Лихтенберг, который отправился в поход против «я» после Юма, был уже смелее последнего. Он, философ безличности, ставит на место словесного выражения «я думаю» «думается», как более соответствующее действительности. Для него «я» является открытием, честь которого по справедливости принадлежит грамматике. И в этом отношении Юм предвосхитил его мысли тем, что в конце своих рассуждений объявил весь спор о тождестве личности чисто словесным спором.
В новейшее время Э. Мах выдвинул теорию, согласно которой вселенная представляется компактной массой, отдельные же «я» являются пунктами сосредоточения наибольшей плотности этой массы. Единственно реальными являются ощущения, которые теснее связаны между собою в одном индивидууме, чем в отдельных двух индивидуумах.
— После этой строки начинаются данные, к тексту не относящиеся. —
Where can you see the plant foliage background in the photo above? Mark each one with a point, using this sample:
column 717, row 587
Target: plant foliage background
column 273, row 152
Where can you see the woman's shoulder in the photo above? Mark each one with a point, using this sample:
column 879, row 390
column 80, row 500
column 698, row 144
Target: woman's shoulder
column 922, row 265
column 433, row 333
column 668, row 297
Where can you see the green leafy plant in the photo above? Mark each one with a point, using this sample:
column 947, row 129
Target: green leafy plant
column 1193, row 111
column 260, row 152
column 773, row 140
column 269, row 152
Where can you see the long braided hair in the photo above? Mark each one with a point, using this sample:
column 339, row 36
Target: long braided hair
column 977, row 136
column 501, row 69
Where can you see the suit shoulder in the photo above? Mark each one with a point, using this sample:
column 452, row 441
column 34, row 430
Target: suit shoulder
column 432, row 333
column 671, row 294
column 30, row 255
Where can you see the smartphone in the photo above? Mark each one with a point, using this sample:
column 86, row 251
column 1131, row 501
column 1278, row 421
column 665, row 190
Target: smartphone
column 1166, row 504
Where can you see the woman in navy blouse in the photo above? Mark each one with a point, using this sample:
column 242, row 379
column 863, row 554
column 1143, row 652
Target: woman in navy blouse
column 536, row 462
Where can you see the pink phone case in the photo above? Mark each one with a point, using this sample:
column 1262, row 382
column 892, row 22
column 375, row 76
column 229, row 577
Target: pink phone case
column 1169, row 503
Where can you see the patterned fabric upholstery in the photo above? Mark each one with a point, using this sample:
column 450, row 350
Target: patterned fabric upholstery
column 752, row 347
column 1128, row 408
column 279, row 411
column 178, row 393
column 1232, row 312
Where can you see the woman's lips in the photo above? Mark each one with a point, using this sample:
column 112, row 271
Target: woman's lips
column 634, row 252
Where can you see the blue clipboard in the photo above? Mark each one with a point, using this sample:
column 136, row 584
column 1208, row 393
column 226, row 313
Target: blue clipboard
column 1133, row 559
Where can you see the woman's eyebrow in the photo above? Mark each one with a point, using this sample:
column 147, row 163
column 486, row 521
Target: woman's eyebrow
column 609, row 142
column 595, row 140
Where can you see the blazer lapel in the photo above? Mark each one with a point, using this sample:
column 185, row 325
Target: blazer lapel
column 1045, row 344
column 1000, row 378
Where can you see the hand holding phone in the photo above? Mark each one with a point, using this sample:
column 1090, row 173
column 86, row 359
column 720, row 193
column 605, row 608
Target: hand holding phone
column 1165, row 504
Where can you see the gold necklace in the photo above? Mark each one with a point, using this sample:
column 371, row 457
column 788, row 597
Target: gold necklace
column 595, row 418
Центр тяжести лежит в содержании, которое заключается во всех, даже лишенных всякой ценности (!) личных воспоминаниях. «Я»– единство не реальное, а практическое. Ему нет спасения, а потому можно (охотно) отказаться от идеи индивидуального бессмертия. Тем не менее, нет ничего преступного в том, если мы всем нашим поведением обнаружим наличность у нас некоторого «я»; это даже в интересах дарвинской борьбы за существование.
Нам странно видеть, когда исследователь, вроде Маха, который принес огромную пользу не только в своей области в качестве историка и критика основных понятий, но и в биологической сфере оказал несомненные услуги, толкая ее на дальнейший путь исследования, совершенно оставляет без внимания тот факт, что все органические существа прежде всего неделимы, значит в каком-то отношении являются атомами, монадами (см. часть I, гл. 3), Ведь основное различие между живым и мертвым заключается в том, что первое всегда дифференцировано на неоднородные, тяготеющие друг к другу части в то время, как даже оформленный кристалл является везде однородным. Можно ведь было бы задуматься над вопросом, не чреват ли весьма важными для психической жизни последствиями этот принцип индивидуальности, а именно тот факт, что отдельные части органических существ связаны далеко не так как сиамские близнецы. Пожалуй, этот вопрос дал бы нам нечто более плодотворное в психическом смысле, чем Маховское «я» – эта «зала ожидания» для ощущений.
Вполне правдоподобно, что такой психологический коррелат существует даже у животных. Все то, что животное чувствует и ощущает, обладает, вероятно, у каждого индивидуума особым характером, особым оттенком. Этот оттенок однако не является присущим всему классу, роду или виду, расе или семейству, больше того, он различается по мере перехода одного индивидуума к другому. Идиоплазма —физиологический эквивалент этой специфичности ощущений и чувств каждого отдельного животного. Это положение покоится на тех же основаниях, что и теория идиоплазмы (см. часть I, гл. 2 и часть II, гл. 1). Они именно и допускают возможность существования эмпирического характера и у животных. Охотник, имеющий дело с собаками, коннозаводчик, хорошо знающий лошадей, сторож, присматривающий за обезьянами, все они подтвердят наличность в поведении отдельных животных не только некоторых особенностей, но и известного постоянства. Так что весьма правдоподобно нечто, выходящее за пределы простого свидания ''элементов».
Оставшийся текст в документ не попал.